What changed for enterprises
Enterprise buyers now have to evaluate frontier models on four dimensions, not one:
| Dimension | Question to ask |
|---|---|
| Capability | Does it beat the current model on our actual workflow, not just public benchmarks? |
| Policy | What requests are blocked, refused, or routed to fallback? |
| Data | Is 30-day retention acceptable for this use case? |
| Economics | Does the model reduce total cost per resolved task despite higher token prices? |
This launch also pressures AI governance teams. Fable 5 is powerful enough that "we allow Claude" is no longer a precise policy. Companies will need model-level permissions. Some teams may allow Sonnet and Opus for broad use, but restrict Fable 5 to approved workflows because of data retention, cost, or sensitive-domain behavior.
That is not a weakness. It is how serious AI deployment should work. More capable models need clearer operating boundaries.
The competitive read
The benchmark table places Fable 5 ahead of GPT-5.5 and Gemini 3.1 Pro in many of the attached categories.
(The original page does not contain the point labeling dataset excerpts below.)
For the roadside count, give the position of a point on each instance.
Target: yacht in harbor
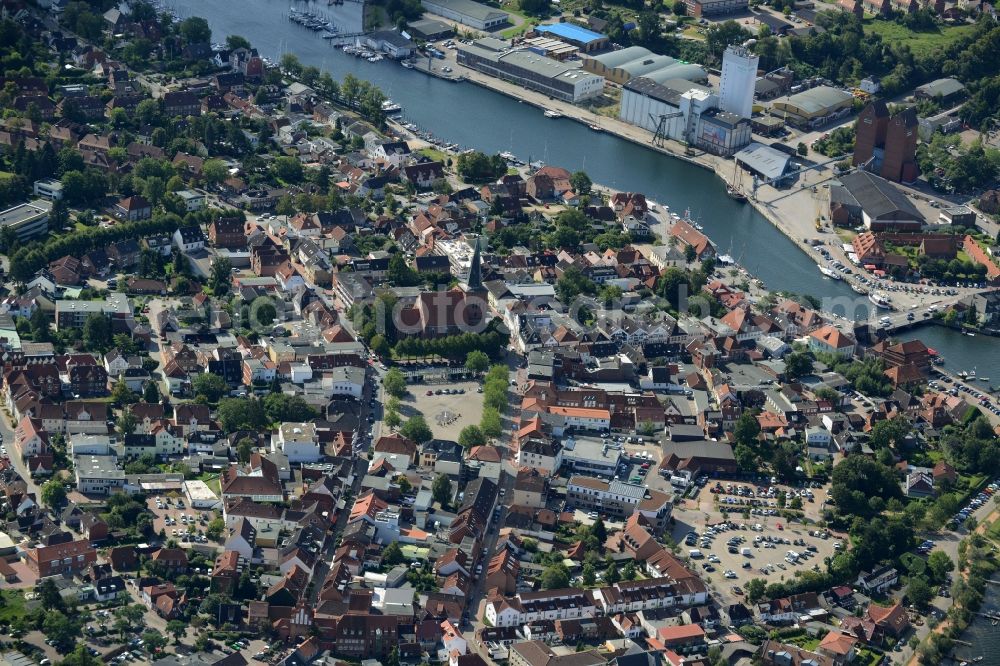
(828, 272)
(880, 300)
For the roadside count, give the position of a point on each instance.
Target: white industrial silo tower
(739, 77)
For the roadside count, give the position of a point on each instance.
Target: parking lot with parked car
(976, 502)
(178, 520)
(728, 554)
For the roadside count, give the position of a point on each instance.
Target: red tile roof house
(174, 559)
(133, 208)
(152, 593)
(63, 558)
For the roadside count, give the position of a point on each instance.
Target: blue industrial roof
(571, 31)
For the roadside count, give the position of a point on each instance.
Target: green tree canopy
(471, 436)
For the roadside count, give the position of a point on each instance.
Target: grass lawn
(13, 606)
(919, 42)
(994, 530)
(867, 658)
(433, 154)
(693, 32)
(213, 482)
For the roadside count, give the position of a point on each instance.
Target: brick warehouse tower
(870, 132)
(899, 163)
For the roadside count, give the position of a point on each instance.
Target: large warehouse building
(583, 39)
(813, 107)
(565, 81)
(468, 13)
(689, 114)
(699, 8)
(622, 65)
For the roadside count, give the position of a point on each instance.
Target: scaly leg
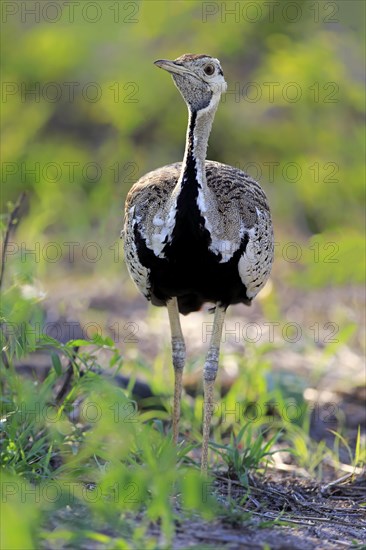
(179, 355)
(209, 376)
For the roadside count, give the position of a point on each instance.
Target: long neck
(198, 132)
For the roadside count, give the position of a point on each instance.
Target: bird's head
(199, 78)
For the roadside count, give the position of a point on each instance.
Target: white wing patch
(163, 224)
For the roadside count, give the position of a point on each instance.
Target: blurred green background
(85, 113)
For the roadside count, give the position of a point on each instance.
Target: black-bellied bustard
(197, 231)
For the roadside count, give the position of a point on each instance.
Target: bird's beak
(172, 67)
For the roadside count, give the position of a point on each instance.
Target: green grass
(93, 468)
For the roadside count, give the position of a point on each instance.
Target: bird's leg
(179, 356)
(209, 376)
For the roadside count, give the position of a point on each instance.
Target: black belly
(190, 271)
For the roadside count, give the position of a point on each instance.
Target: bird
(197, 231)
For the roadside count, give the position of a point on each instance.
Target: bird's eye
(209, 70)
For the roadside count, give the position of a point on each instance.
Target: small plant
(247, 451)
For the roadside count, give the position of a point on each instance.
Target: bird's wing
(145, 200)
(242, 216)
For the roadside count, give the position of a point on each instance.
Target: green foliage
(292, 117)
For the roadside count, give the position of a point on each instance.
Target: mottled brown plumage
(197, 231)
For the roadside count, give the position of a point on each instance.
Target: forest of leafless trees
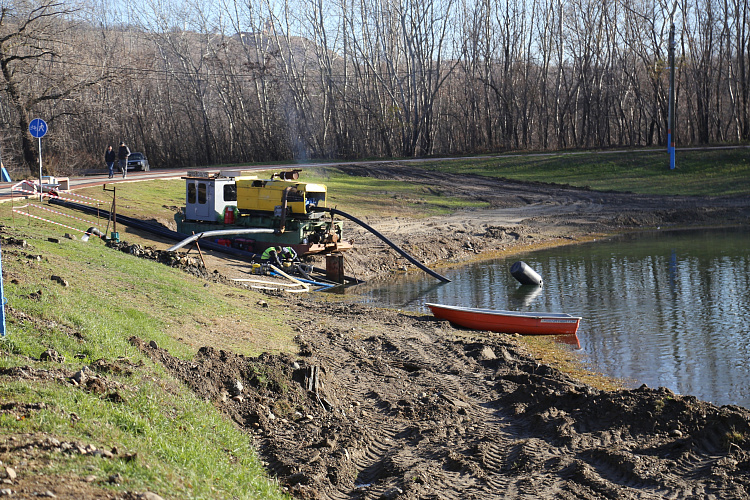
(199, 82)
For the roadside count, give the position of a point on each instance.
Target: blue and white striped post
(2, 297)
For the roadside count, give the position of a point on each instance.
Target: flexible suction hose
(384, 239)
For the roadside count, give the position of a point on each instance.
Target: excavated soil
(383, 404)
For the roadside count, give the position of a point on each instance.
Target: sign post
(38, 128)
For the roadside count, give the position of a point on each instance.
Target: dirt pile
(382, 404)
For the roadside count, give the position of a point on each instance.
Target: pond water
(667, 309)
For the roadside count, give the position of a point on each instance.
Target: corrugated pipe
(90, 231)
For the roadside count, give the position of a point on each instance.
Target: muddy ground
(382, 404)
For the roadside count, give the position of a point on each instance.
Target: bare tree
(41, 63)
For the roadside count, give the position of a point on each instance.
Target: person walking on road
(109, 158)
(122, 155)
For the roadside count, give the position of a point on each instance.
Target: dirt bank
(521, 216)
(381, 404)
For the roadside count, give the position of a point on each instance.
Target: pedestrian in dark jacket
(122, 155)
(109, 158)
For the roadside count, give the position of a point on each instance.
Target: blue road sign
(38, 127)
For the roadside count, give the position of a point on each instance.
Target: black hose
(152, 228)
(386, 240)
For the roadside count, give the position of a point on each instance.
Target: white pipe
(218, 232)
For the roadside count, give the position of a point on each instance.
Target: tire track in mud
(407, 407)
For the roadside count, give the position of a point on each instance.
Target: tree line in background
(230, 81)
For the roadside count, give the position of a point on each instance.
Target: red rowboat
(527, 323)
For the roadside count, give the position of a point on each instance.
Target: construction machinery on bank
(253, 214)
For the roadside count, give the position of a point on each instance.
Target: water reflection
(666, 309)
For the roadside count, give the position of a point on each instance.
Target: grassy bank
(184, 447)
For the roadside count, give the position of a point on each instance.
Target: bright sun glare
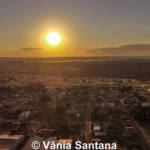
(53, 38)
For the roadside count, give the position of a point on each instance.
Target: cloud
(31, 49)
(128, 49)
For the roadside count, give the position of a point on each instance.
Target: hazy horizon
(87, 28)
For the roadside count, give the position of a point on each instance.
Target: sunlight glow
(53, 38)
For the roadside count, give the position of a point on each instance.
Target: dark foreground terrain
(104, 99)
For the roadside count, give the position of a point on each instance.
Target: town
(68, 109)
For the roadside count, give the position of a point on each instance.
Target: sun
(53, 38)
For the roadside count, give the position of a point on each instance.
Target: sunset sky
(87, 27)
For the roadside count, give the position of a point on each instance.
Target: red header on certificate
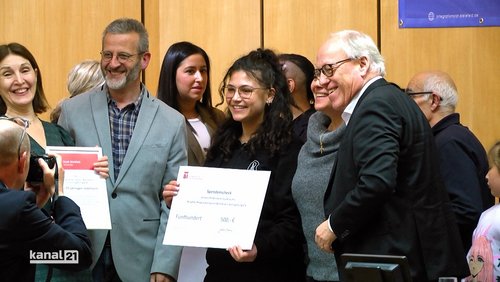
(78, 161)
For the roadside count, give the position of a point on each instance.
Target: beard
(120, 83)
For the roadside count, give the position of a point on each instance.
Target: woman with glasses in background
(22, 95)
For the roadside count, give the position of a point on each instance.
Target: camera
(35, 172)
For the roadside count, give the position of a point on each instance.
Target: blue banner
(448, 13)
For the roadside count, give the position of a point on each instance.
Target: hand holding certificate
(82, 185)
(216, 207)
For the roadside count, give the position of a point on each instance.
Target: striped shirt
(122, 124)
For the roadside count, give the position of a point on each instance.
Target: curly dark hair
(167, 87)
(275, 132)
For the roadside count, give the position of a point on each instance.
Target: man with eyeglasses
(463, 160)
(147, 140)
(25, 228)
(385, 194)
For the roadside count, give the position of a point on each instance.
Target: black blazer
(385, 194)
(24, 228)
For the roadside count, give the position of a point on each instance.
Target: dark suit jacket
(463, 165)
(24, 228)
(385, 194)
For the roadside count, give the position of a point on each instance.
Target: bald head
(10, 135)
(441, 84)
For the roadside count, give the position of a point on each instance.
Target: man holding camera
(27, 233)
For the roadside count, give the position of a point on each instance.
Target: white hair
(356, 45)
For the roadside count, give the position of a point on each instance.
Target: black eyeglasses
(244, 91)
(411, 93)
(22, 122)
(121, 57)
(329, 69)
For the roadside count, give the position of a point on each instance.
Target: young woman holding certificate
(258, 136)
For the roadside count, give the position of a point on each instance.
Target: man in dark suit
(462, 157)
(385, 194)
(26, 231)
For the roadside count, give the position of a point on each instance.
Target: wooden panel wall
(470, 55)
(60, 33)
(301, 26)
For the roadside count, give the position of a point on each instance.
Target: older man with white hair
(463, 160)
(385, 194)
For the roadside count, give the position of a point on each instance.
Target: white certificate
(85, 187)
(216, 207)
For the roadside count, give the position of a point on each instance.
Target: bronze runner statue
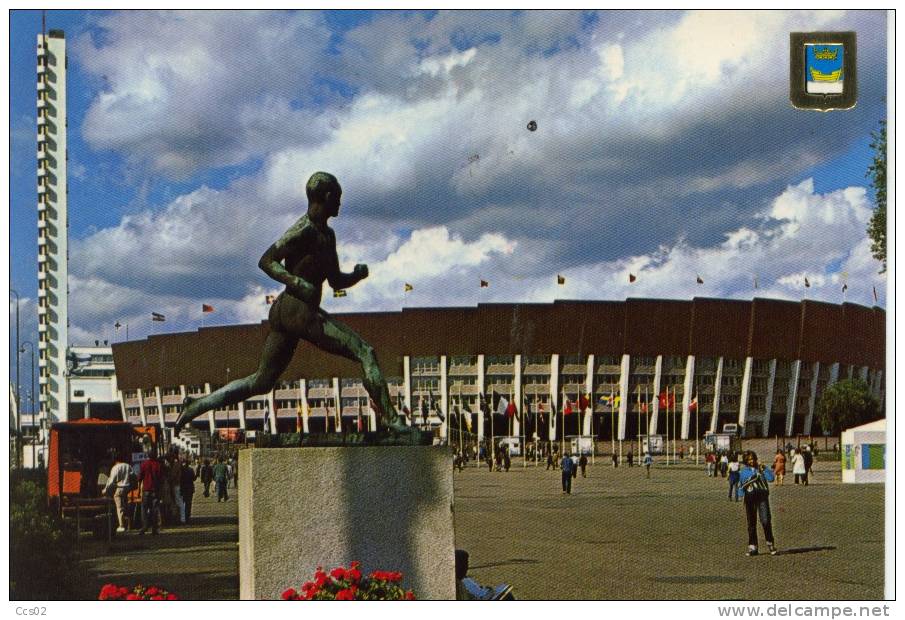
(302, 259)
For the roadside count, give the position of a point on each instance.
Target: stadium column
(517, 395)
(655, 403)
(717, 389)
(795, 375)
(141, 407)
(812, 399)
(745, 394)
(303, 404)
(160, 417)
(624, 398)
(768, 404)
(589, 390)
(211, 419)
(554, 391)
(687, 396)
(407, 386)
(480, 382)
(122, 405)
(444, 401)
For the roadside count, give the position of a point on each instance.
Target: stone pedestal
(388, 507)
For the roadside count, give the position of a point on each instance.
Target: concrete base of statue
(388, 507)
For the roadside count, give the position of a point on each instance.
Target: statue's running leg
(278, 350)
(338, 338)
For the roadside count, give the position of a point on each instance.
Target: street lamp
(18, 402)
(22, 350)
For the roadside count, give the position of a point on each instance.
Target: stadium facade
(761, 364)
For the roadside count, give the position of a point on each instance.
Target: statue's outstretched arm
(271, 263)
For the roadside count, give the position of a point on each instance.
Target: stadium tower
(53, 271)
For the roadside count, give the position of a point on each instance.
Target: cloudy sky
(665, 147)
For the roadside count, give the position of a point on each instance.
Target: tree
(876, 228)
(845, 404)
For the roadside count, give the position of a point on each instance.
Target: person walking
(150, 484)
(206, 473)
(779, 467)
(754, 479)
(798, 468)
(119, 483)
(734, 473)
(808, 463)
(187, 479)
(566, 467)
(221, 478)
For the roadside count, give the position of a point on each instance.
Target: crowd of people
(166, 487)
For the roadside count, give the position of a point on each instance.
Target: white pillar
(554, 394)
(768, 405)
(793, 396)
(407, 384)
(480, 383)
(746, 393)
(812, 399)
(303, 403)
(623, 393)
(655, 404)
(122, 405)
(717, 392)
(161, 419)
(272, 413)
(444, 401)
(589, 390)
(687, 396)
(241, 408)
(141, 407)
(517, 396)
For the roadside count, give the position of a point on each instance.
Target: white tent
(864, 453)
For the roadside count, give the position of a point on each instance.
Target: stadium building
(761, 364)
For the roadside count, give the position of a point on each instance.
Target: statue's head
(323, 188)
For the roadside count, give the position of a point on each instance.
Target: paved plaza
(619, 536)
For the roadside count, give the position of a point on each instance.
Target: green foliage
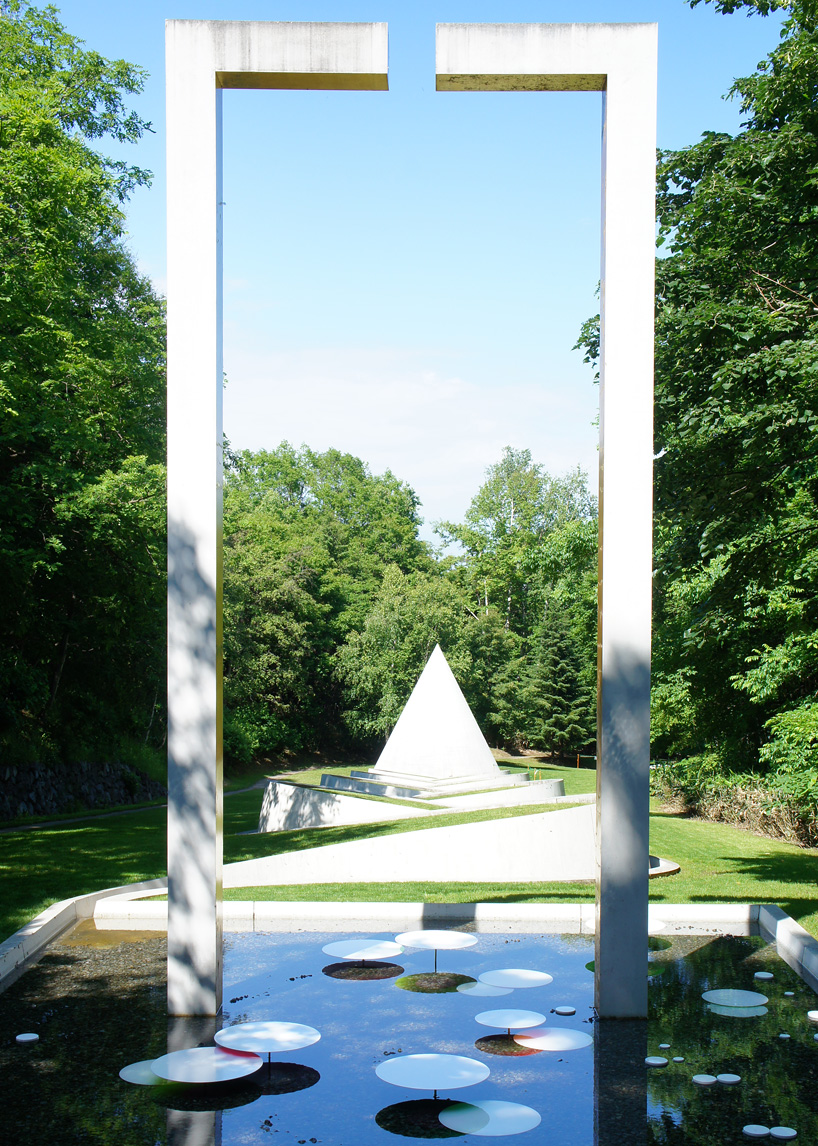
(307, 540)
(736, 603)
(81, 400)
(518, 507)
The bigger competitive move is distribution.
Anthropic is not only launching through Claude. Fable 5 is showing up in the Claude API, AWS, Bedrock, Vertex AI, Microsoft Foundry, GitHub Copilot, and vertical products like Harvey. That matters because frontier model competition is increasingly decided by where the model can be used safely inside existing workflows.
GitHub Copilot availability gives Fable 5 a direct path into developer work. AWS and Bedrock availability give enterprise cloud teams a procurement and governance path. Harvey's announcement matters for legal workflows because it shows vertical AI products are already trying to turn Fable 5 into domain-specific execution.
The model race is now a distribution race, a policy race, and an evaluation race.
Bottom line
Claude Fable 5 is Anthropic's strongest public model and the first broad release of Mythos-class capability. The benchmark table shows clear leadership in agentic coding, long-context knowledge work, vision-heavy reasoning, legal tasks, cyber evaluation, biology, and health benchmarks.
But the release should not be reduced to "better benchmark scores." The important shift is that Anthropic is packaging a restricted frontier capability into a public product by adding classifiers, fallback behavior, usage-policy controls, and 30-day safety retention.
For builders, Fable 5 is worth testing on tasks where long-horizon reliability matters more than raw token cost. For enterprises, it should be evaluated as a high-capability model with explicit governance requirements. For the market, it signals that the next phase of AI competition will be about controlled deployment of models that are powerful enough to need real access design.
The practical advice: benchmark it on your hardest workflow, measure completed-task cost, inspect fallback behavior, and check data-retention fit before rolling it out broadly.